Streptobacillus moniliformis is the main cause of human streptobacillosis. Depending on the transmission, it is distinguished into “rat-bite”-fever (RBF) and “Haverhill“-fever (HF) [1]. RBF is transferred by bites or scratches of rats and other rodents, whereas HF-transmission occurs by rat-excrement polluted water and food. Symptoms are relatively unspecific, comprising more general symptoms like fever, chills, vomiting, malaise, muscle pain and rash [2,3]. They typically start to appear within the first 10 days of infection [3]. However, more serious complications such as arthritis, endocarditis and bacteremia can occur as the disease progresses [3]. Cultivation of Streptobacillus moniliformis proves to be challenging, with growth occurring only after 2-7 days under microaerophilic conditions [3,4]. Overgrowth by faster-growing bacteria in the specimen can therefore hinder the cultivation [4]. Due to the unspecific first symptoms and difficulties in the cultivation, wrong or delayed diagnosis is not unlikely [3].

2. Case Report

An 85-year-old man has been hospitalized with pain and immobilization of his left hip joint prosthesis for two days.
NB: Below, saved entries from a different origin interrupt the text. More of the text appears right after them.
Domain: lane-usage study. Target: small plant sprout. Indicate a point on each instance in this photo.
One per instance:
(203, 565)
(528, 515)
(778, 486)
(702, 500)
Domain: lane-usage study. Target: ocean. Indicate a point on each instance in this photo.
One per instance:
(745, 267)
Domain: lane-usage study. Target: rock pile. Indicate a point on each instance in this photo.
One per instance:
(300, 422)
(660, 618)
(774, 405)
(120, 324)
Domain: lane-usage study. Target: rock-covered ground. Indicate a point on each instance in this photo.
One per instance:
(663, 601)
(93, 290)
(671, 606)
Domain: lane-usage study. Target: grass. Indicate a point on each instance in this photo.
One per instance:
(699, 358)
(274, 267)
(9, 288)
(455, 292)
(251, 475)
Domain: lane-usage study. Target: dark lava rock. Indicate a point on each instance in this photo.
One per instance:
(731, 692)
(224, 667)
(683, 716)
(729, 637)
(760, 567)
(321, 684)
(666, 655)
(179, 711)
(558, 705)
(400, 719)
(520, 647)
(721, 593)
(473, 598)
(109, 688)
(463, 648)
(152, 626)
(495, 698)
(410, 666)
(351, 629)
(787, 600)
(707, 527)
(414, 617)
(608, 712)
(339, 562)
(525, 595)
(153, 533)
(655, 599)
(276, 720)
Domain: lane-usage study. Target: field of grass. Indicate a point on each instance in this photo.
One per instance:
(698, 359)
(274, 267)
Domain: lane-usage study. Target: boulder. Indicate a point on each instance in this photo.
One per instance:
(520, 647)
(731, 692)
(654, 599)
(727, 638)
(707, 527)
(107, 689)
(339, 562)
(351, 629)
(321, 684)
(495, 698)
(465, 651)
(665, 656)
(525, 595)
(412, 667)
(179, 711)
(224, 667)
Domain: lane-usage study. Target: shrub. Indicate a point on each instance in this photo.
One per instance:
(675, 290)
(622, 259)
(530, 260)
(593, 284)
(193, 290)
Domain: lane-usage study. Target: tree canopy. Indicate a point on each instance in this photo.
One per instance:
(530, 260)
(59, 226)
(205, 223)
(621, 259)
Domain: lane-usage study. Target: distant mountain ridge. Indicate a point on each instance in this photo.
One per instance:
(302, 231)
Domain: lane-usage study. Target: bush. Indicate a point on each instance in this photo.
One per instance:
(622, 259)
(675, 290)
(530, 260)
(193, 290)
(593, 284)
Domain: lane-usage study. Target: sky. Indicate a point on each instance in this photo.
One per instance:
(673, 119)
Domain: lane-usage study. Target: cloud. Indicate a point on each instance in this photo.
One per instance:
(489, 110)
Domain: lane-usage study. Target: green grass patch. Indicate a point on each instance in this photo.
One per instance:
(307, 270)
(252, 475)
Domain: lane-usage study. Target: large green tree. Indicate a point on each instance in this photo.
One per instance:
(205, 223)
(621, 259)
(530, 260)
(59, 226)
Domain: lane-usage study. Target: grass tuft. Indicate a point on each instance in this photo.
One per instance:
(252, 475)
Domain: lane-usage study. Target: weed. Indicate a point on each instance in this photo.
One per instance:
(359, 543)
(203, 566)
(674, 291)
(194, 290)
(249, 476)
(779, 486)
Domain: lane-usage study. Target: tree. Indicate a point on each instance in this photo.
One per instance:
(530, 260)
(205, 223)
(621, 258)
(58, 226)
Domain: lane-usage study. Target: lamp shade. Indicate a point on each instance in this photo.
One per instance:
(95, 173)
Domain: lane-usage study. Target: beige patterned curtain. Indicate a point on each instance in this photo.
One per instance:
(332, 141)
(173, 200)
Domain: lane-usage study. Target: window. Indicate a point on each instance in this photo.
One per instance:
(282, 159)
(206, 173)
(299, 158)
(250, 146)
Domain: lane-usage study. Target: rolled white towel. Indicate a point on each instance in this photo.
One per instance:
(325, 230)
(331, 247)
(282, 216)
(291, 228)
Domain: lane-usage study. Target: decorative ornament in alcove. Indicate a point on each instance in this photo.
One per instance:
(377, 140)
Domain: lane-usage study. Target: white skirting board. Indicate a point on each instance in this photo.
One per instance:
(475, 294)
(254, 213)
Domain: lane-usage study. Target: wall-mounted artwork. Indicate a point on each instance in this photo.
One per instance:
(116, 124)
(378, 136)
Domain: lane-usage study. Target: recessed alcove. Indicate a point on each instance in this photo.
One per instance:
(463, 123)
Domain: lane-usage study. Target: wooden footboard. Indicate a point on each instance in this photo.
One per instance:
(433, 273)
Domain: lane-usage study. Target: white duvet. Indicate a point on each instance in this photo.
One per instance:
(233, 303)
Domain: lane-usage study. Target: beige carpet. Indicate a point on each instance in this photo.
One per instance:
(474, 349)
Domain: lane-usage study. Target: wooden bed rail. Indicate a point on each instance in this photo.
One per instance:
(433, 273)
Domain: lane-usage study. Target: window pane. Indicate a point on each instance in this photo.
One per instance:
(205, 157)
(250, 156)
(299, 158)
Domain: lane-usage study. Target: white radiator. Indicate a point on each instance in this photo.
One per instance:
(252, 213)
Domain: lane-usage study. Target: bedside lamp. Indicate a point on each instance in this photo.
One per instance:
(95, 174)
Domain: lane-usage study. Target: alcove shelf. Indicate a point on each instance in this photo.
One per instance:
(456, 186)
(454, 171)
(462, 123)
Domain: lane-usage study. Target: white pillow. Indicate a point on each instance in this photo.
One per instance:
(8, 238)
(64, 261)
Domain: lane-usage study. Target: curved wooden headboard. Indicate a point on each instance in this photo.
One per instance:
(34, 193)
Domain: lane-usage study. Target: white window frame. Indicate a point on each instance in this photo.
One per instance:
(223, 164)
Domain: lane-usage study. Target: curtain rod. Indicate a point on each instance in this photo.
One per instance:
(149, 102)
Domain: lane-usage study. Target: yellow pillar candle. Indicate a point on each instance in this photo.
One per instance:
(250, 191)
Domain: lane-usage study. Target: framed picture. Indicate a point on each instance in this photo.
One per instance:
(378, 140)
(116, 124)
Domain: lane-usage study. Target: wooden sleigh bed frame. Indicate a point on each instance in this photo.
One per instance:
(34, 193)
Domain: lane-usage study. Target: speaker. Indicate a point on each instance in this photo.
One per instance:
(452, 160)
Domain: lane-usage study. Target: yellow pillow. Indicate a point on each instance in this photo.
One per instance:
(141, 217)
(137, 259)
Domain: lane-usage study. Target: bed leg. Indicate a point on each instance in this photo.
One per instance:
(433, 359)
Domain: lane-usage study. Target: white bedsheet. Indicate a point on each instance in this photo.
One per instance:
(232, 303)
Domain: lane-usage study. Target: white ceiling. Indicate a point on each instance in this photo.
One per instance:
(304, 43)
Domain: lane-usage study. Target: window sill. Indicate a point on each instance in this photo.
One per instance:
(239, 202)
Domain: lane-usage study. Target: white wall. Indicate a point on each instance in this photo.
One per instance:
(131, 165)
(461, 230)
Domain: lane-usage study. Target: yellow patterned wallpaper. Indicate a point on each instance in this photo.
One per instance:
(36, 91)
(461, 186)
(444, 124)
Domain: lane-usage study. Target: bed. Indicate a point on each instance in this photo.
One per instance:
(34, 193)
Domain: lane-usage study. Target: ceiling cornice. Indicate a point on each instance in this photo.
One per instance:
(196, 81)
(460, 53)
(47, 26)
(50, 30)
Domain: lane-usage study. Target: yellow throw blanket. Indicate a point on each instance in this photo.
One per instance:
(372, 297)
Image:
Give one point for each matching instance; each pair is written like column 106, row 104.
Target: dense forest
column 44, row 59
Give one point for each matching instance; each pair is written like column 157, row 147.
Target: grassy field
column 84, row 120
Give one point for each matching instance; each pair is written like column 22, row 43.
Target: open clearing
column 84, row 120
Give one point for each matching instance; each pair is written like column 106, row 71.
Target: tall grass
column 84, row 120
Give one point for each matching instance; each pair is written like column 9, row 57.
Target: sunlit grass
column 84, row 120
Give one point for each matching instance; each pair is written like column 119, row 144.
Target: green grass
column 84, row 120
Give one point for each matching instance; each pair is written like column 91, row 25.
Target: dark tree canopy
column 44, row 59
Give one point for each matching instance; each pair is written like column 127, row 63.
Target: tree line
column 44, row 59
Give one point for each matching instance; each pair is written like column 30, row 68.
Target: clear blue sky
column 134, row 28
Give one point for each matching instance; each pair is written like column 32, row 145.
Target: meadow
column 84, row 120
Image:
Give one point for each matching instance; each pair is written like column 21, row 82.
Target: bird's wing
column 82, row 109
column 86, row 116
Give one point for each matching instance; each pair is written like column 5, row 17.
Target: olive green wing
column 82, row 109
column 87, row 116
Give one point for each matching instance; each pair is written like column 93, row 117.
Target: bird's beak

The implantation was 26 years previously and no previous complications are mentioned in the report. He denied typical infection symptoms such as fever and shivering and the temperature on admission was not given in the available reports. X-ray examination revealed no fracture of the hip, but C - Reactive Protein (CRP) and Leukocytes were > 69.5 mg/l and 22.4 Gpt/l respectively. To rule out the suspicion of inflammation the hip joint was punctured, and putrid synovial fluid was collected and sent to the microbiology department for further analysis. Subsequent computer tomography revealed an abscess in the Musculus gluteus medius and the patient was diagnosed with a periprosthetic infection. Profound debridement, partial synovectomy and jet lavage of the left hip joint and muscular debridement of the left hip and thigh were performed. After this, an empirical treatment with Unacid intravenously was initialized. The replacement of the mobile prosthesis parts was not possible, because they are out of production. In the following discussion, to either fully replace the prosthesis or to try to preserve the actual one, the patient decided on the preservation of his actual prosthesis. The laboratory could detect an unknown microorganism after 35 hours of incubation in aerobic blood culture and after 48 hours in the puncture secretion. The colony morphology was described as small, round, convex gray colonies. Blood culture microscopy showed the microorganism as flagella-like, gram-negative rods (Figure 1 A). In contrast, microscopy of the culture specimen showed gram-negative, pleomorphic rods, partially swollen on their sides (Figure 1 B). Agar diffusion assays using Bestbion teststrips on MHF-agar (Oxoid) revealed that the unknown microorganism was sensitive to penicillin, amoxicillin/clavulanic acid, ceftriaxone, and tigecycline. VITEK2 and VITEK MS (MALDI-TOF; Server-version: Myla 4.8.0 / KB 3.2; VtkMS Plus 2.0 / Saramis 4.11 KB 4.16.0.; Knowledge base version 3.2) were used for species identification, but neither system could determine the species. Therefore, the microbiology department transferred the sample material to the Institute for Infectious Diseases and Infection Control for rapid whole-genome sequencing (WGS).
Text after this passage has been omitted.